Вот Моргун, маленький, тщедушный, неразвитый совсем физически. Какой от него в лесу толк? Разве сучки собирать, но и это тяжелая работа. Легко сказать: сучки… Но он, Моргун, ничем не болеет, и поэтому медкомиссия определила ему первую категорию. А раз первая – надо идти в лес. А Моргун не хочет, боится, тяжело ему. Об этом следовало бы кому-то думать. Для начальства степень его исправления измеряется количеством мозолей, только у него они на мягком месте – натирает в карцере. Рано или поздно его трудоустроят на легкой работе, а пока он сидит у костра и грустно смотрит в огонь.

* * *

Капитан Белокуров… С этим человеком у меня образовались самые непонятные отношения за мое пребывание в колонии. Он призван воспитывать нас, а, видимо, взял на себя обязательство преследовать меня. Он ревностно следит за каждой моей неудачей, где бы мы оба ни находились, вызубрил наизусть мое личное дело, тычет мне в нос моими неудачными побегами, тюрьмами, карцерами. Когда меня привели из Красновишерска после моего последнего побега и водворили в изолятор под следствие, я даже не удивился его появлению. А он спокойненько, как всегда, словно читая лекцию или доклад, начал взвешивать мои шансы – «за» и «против» – в этом последнем мероприятии. Нет, он не издевается, а вроде решает математическую задачу: вот это плюс, а вот это минус.
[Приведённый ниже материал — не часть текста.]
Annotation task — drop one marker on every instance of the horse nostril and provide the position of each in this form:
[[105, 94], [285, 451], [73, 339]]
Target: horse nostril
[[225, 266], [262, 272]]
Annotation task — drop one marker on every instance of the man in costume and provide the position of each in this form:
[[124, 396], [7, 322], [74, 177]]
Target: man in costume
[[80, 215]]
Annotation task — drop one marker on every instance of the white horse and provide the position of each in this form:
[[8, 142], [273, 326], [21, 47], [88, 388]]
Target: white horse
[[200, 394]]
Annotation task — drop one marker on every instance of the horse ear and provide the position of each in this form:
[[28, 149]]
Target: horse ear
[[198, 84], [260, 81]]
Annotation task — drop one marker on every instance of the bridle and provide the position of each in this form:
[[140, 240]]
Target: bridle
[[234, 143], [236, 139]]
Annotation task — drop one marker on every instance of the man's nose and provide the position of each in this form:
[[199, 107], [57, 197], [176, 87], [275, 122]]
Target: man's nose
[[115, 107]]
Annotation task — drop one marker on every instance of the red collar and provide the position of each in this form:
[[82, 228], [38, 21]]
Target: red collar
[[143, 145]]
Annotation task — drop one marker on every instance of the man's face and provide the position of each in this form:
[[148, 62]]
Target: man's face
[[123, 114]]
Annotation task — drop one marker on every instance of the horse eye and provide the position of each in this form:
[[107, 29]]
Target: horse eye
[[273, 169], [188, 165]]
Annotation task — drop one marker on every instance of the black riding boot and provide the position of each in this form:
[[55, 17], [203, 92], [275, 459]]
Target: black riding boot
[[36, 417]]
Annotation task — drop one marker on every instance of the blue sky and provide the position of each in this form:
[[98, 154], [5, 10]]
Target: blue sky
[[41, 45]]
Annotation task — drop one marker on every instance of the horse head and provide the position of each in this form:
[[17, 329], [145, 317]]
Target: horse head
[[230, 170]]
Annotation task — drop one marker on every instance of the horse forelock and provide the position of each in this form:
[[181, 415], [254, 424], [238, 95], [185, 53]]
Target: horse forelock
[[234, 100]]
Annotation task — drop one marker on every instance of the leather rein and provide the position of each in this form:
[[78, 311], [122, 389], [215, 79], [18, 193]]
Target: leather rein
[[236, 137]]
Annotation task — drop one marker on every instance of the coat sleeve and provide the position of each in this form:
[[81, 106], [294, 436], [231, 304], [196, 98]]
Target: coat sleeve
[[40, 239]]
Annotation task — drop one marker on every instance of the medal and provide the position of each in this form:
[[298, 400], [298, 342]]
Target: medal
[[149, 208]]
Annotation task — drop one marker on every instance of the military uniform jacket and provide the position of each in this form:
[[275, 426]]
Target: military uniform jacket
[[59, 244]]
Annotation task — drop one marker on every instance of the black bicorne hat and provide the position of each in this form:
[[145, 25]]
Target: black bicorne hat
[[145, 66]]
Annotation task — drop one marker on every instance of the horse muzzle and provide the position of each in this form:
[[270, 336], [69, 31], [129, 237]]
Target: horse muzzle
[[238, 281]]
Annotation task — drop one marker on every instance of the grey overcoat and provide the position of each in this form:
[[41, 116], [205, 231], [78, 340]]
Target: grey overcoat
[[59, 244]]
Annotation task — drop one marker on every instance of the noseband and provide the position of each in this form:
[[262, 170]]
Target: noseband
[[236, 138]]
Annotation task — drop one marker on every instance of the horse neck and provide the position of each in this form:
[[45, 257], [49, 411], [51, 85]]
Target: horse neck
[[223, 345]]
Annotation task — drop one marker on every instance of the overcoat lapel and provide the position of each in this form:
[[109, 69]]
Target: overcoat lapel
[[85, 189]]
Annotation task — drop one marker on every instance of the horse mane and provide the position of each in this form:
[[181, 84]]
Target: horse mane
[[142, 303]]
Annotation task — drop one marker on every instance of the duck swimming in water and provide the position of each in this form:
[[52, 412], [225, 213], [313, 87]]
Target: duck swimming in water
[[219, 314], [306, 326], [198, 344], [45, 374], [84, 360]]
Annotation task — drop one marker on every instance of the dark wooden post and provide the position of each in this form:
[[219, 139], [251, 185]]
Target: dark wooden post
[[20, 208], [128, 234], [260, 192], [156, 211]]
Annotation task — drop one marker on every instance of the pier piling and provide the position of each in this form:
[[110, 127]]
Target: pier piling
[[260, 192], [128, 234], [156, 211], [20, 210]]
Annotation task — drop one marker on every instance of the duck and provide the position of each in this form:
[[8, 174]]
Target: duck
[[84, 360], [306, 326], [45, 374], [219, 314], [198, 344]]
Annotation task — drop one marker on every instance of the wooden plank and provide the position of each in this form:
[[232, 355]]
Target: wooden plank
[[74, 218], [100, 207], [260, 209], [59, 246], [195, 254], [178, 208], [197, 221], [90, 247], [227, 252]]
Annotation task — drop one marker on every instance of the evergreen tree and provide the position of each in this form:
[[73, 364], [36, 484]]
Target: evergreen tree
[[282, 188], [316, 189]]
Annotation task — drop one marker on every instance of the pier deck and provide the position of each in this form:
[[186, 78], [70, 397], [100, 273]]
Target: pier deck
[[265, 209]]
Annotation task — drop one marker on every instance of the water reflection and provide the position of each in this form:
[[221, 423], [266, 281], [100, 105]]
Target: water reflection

Когда я приехал из тюрьмы, он меня тут же вызвал и, словно не было двух лет разлуки, начал подытоживать факты, которые были, разумеется, не в мою пользу. Именно поэтому терпеть этого человека не могу, хотя не признать его правоту иногда тоже не могу. Все, что он говорит, конечно, правда. Но в том-то и дело: всюду правда – газета, радио, начальники – все говорят тебе правду, внушают с утреннего подъема и до отбоя: ты должен «понять», ты должен «выходить на прямую», ты обязан «исправиться». Вот он меня все вызывает и тянет жилы – раньше за старое тянул, теперь, будто это его кровное достижение, начал захваливать за то, что вот я все же «понял», «исправляюсь» и «выхожу на прямую»… Придешь вечером с работы уставший, мечтаешь об ужине, постели, но не успеешь войти в зону, он вызывает – как день прошел? Ну что там может быть особенного? Неужели он думает, что это его неотступное преследование заставило «понять»? С ним еще, пожалуй, поспорить можно, мысль у него часто примитивна – цифры, даты. Цифры я вообще плохо запоминаю. Вот и решил – черт бы его побрал! – нарушить эту плавную линию правды и не вышел на работу. Конечно, угодил в карцер. Он, как узнал, вызвал и… началось.